Their AMES Australia Case Manager Kameron Khoshaba referred them to the Adult Migrant English Program at Kanban institute and then assisted the family with implementing employment strategies.

Kameron showed how to apply for jobs through online job seeking platforms.

“We sent the family illustrative photos giving them a step by step overview on how to make an account on the employment platforms and how to apply for jobs,” Kameron said.

“When the Individualised Pathway Plan “IPP” was introduced in AMES Australia, we recommended all members of the family meet the IPP Employment Broker to discuss their potential work pathways and what options are available for them to find a job based on their skills.

“The family was able to participate in the IPP program and later all members of the family had an opportunity to get employed on a casual basis in a food processing company and restaurant.

Sahar, Raghad and Abeer say they happy to have been able to find a job even though it was on a casual basis.

“This their first step and Sahar and her two daughters have said that they would like to keep developing their skills so they could be able to find ongoing and stable job so they could become more financially independent,” Kameron said.

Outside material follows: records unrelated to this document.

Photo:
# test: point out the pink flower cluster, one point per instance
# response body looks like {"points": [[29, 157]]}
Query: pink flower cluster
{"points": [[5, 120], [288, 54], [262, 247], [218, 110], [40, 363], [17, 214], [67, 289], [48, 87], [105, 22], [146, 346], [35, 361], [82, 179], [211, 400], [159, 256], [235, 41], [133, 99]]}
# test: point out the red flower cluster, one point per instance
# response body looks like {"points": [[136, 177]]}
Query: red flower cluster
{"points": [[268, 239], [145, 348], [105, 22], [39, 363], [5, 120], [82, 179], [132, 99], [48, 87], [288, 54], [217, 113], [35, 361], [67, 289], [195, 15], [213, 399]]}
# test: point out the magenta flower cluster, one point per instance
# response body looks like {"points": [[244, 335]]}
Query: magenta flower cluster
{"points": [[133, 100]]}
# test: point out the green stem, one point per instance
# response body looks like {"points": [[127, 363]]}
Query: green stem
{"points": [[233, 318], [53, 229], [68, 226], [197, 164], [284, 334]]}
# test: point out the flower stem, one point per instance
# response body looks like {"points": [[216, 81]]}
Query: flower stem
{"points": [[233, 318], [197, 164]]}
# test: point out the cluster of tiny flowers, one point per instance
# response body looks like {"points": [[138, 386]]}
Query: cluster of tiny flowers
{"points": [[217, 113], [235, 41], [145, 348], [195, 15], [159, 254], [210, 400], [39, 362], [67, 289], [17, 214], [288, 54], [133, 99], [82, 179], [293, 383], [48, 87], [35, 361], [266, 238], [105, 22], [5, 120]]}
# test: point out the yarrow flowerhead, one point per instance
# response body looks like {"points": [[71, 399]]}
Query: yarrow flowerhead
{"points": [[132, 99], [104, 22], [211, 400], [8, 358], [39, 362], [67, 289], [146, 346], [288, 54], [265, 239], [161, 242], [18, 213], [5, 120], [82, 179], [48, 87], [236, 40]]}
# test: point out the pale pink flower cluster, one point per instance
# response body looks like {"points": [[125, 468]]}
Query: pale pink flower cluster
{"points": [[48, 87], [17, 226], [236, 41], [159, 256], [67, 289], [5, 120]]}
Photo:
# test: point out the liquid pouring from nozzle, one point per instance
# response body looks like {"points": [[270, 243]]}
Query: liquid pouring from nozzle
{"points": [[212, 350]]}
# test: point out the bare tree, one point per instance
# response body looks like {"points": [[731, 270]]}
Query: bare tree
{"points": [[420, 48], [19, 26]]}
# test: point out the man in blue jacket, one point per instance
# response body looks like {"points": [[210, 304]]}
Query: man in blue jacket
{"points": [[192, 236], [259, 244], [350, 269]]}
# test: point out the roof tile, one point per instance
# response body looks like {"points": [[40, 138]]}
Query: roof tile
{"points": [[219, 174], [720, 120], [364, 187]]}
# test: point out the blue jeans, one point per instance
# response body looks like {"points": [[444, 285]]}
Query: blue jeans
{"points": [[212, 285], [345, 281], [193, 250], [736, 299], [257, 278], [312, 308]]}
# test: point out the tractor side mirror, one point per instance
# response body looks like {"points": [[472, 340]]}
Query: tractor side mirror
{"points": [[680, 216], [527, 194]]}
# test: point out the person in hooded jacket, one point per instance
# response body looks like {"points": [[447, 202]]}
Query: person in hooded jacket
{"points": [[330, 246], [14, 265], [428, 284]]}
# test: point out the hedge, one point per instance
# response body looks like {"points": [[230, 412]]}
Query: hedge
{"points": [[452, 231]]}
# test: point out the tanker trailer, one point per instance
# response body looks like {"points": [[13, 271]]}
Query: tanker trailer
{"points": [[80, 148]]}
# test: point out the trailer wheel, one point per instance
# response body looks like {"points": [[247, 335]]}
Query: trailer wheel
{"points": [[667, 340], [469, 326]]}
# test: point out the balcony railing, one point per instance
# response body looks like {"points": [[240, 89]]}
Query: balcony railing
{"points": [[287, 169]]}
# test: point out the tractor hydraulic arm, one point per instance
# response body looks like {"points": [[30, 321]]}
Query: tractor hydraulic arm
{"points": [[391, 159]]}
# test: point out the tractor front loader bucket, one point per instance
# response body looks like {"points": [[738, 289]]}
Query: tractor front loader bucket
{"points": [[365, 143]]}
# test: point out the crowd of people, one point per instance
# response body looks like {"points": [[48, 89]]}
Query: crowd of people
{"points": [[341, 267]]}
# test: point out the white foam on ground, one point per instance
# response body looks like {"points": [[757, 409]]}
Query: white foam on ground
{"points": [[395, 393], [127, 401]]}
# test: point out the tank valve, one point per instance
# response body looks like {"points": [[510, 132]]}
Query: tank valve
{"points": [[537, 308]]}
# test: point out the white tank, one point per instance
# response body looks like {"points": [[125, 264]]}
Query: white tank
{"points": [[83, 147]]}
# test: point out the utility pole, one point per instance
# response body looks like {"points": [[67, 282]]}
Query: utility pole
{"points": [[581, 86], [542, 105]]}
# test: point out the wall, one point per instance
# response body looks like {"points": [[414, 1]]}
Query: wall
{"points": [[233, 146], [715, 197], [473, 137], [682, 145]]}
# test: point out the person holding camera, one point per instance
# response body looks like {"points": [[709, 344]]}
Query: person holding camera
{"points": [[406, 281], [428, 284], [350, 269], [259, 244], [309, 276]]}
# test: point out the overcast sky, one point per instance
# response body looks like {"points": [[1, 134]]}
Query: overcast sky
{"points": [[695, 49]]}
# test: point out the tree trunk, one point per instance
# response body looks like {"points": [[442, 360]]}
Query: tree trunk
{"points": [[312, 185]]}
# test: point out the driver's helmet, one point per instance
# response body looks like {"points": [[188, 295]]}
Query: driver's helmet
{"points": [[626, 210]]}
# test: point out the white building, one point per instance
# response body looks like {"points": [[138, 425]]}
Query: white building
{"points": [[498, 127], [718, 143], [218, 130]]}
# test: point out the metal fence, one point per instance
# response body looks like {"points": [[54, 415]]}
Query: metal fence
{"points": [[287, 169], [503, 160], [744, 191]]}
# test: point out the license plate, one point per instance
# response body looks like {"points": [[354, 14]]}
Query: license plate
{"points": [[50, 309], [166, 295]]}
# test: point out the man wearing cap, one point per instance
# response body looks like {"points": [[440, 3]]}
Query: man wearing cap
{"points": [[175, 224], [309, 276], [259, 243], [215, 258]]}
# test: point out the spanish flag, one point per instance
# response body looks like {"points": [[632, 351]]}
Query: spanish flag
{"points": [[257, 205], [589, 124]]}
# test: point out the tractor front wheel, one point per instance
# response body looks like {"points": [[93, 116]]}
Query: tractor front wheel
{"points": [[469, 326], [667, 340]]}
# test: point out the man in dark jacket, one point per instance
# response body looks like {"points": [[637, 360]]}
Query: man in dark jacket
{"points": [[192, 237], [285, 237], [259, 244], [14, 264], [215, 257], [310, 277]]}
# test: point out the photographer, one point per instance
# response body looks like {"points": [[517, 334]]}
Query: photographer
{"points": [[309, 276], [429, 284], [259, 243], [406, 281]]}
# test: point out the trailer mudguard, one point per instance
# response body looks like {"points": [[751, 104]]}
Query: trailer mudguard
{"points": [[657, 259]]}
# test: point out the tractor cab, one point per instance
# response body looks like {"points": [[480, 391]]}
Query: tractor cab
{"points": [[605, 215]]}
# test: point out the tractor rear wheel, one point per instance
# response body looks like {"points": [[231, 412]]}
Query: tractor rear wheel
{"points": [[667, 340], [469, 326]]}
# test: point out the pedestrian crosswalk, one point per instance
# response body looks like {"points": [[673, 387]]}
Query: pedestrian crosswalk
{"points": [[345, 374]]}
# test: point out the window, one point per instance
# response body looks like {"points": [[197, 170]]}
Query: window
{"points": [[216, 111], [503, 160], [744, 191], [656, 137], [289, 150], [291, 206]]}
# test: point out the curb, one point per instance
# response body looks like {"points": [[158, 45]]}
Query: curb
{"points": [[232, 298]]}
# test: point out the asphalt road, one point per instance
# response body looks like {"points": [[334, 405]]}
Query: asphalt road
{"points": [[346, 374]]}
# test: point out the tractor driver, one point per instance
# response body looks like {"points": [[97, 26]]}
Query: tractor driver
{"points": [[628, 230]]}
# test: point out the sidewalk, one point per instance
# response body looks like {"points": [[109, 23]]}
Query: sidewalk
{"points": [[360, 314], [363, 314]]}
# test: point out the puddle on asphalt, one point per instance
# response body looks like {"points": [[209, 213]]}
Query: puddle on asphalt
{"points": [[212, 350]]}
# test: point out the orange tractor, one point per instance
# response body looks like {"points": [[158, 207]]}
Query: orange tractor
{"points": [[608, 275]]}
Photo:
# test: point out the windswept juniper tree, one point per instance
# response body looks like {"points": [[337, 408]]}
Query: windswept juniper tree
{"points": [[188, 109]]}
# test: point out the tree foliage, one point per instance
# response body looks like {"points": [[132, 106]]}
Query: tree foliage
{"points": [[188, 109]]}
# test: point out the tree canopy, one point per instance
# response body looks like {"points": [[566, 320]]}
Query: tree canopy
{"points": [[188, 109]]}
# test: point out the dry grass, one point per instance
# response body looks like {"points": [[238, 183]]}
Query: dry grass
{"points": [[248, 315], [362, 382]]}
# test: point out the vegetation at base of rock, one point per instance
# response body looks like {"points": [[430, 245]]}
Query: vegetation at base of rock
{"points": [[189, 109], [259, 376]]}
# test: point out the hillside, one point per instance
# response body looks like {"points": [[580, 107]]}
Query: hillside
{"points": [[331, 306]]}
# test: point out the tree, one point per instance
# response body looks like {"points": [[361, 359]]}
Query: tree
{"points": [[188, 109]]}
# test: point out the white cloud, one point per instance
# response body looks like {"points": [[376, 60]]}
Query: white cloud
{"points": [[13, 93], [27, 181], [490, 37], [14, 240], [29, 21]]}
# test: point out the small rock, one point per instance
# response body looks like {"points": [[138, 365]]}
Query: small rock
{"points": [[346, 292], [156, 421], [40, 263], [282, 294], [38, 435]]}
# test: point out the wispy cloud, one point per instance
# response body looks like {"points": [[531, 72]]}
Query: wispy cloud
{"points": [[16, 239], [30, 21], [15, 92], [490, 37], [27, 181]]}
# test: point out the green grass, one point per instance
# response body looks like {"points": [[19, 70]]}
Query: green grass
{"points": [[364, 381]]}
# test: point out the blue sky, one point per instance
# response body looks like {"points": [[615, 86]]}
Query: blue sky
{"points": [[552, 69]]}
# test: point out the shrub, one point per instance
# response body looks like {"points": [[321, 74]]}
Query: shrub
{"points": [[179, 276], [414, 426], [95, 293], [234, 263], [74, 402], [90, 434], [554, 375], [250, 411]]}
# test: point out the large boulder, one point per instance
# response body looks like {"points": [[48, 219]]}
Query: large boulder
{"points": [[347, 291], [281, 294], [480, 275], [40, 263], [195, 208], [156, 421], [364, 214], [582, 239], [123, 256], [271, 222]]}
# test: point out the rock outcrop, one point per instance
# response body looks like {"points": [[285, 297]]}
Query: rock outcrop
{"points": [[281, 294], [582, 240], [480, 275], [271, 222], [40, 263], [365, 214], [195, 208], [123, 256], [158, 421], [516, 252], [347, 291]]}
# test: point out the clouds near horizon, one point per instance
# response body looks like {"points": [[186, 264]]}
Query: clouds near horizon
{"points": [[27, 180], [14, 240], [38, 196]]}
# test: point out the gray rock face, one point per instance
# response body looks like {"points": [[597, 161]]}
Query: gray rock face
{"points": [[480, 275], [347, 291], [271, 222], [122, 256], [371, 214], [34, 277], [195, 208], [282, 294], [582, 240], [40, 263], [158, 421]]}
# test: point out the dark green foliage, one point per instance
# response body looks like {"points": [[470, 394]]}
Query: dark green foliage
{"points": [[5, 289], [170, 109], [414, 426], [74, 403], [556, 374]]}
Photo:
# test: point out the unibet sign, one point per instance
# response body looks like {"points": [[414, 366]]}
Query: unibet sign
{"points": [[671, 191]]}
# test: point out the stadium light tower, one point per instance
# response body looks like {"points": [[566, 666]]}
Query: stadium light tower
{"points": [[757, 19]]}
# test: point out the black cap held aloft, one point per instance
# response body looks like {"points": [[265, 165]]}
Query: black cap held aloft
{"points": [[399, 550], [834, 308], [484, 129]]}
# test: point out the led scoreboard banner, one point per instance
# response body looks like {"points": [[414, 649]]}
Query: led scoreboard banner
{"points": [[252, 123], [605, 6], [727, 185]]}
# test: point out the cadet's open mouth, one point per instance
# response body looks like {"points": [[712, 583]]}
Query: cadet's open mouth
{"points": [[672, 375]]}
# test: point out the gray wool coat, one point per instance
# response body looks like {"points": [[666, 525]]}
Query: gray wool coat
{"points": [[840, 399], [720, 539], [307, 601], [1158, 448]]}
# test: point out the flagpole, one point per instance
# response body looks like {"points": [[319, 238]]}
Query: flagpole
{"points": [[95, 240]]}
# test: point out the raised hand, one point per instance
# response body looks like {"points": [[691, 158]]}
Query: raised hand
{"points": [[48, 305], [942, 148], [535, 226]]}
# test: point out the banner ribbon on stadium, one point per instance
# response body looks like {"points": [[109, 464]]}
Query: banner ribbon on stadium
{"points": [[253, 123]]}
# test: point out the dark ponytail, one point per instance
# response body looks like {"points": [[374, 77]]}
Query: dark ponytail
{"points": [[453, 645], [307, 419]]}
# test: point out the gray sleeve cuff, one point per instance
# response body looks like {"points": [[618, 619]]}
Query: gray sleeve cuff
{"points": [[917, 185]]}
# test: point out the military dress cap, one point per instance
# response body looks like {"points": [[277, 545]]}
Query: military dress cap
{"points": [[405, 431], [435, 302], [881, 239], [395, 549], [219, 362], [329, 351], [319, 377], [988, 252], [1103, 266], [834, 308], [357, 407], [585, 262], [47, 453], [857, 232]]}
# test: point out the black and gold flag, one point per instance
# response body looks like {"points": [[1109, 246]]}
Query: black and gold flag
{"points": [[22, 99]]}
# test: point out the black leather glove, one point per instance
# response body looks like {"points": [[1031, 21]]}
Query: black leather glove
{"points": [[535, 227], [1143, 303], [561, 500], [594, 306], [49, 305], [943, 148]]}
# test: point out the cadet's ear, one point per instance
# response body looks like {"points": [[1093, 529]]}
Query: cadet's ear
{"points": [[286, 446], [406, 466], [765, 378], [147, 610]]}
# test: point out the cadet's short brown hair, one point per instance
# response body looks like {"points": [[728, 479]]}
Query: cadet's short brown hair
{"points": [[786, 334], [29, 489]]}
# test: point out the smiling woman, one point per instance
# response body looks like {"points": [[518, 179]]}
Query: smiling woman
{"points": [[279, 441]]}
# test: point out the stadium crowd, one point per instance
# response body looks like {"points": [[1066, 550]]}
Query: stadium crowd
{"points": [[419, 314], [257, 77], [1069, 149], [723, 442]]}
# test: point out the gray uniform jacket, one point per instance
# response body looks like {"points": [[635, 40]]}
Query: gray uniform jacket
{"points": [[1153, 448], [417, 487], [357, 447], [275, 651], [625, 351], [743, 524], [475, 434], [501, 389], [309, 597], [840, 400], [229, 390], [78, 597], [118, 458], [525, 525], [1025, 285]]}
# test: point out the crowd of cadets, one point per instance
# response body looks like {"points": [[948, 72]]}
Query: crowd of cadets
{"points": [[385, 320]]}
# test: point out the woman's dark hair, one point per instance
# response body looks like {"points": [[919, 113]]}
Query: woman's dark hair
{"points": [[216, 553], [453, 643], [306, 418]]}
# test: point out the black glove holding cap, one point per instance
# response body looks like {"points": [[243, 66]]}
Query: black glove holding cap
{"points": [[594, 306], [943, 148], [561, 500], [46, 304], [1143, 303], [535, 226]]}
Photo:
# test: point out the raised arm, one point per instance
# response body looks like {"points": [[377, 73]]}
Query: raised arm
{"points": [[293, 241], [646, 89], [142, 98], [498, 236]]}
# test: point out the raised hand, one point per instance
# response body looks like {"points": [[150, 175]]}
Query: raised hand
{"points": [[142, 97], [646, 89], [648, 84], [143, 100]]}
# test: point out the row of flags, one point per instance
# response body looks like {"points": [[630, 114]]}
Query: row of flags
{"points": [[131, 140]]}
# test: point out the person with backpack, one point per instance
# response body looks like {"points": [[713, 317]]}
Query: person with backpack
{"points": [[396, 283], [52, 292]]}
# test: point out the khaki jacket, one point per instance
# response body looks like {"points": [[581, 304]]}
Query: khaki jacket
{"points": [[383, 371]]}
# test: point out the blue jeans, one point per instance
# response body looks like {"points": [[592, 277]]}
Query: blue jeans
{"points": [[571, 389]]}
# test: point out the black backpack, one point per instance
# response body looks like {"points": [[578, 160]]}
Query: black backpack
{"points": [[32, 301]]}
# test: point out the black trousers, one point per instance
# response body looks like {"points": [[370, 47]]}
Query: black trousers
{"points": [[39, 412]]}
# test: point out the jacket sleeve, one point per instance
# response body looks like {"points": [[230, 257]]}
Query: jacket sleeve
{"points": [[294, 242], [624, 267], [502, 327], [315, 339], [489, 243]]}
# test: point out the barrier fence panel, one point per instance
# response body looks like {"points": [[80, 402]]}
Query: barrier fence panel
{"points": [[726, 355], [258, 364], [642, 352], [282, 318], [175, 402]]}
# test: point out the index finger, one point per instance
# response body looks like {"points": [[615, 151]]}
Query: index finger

AMES Australia has also supported Sahar and her family to settle in Australia by sourcing new long-term accommodation for them after they struggled with the process of leasing a new house, especially during the COVID-19 restrictions.

Kameron liaised with the AMES accommodation team until the family successfully sourced and moved to a new accommodation.

“We feel very settled and safe in Australia. We’ve been through a lot and we are happy to be in Australia, which is a great country,” Sahar said.

“Now our goal is to find proper employment to support ourselves,” she said.

Sahar’s two daughter are working part-time in a local cake factory. But the work is irregular and Sahar and her daughters are now being supported to find full-time work.

“But we feel very confident and independent and we are looking forward to next phase of our new lives in Australia,” Sahar said.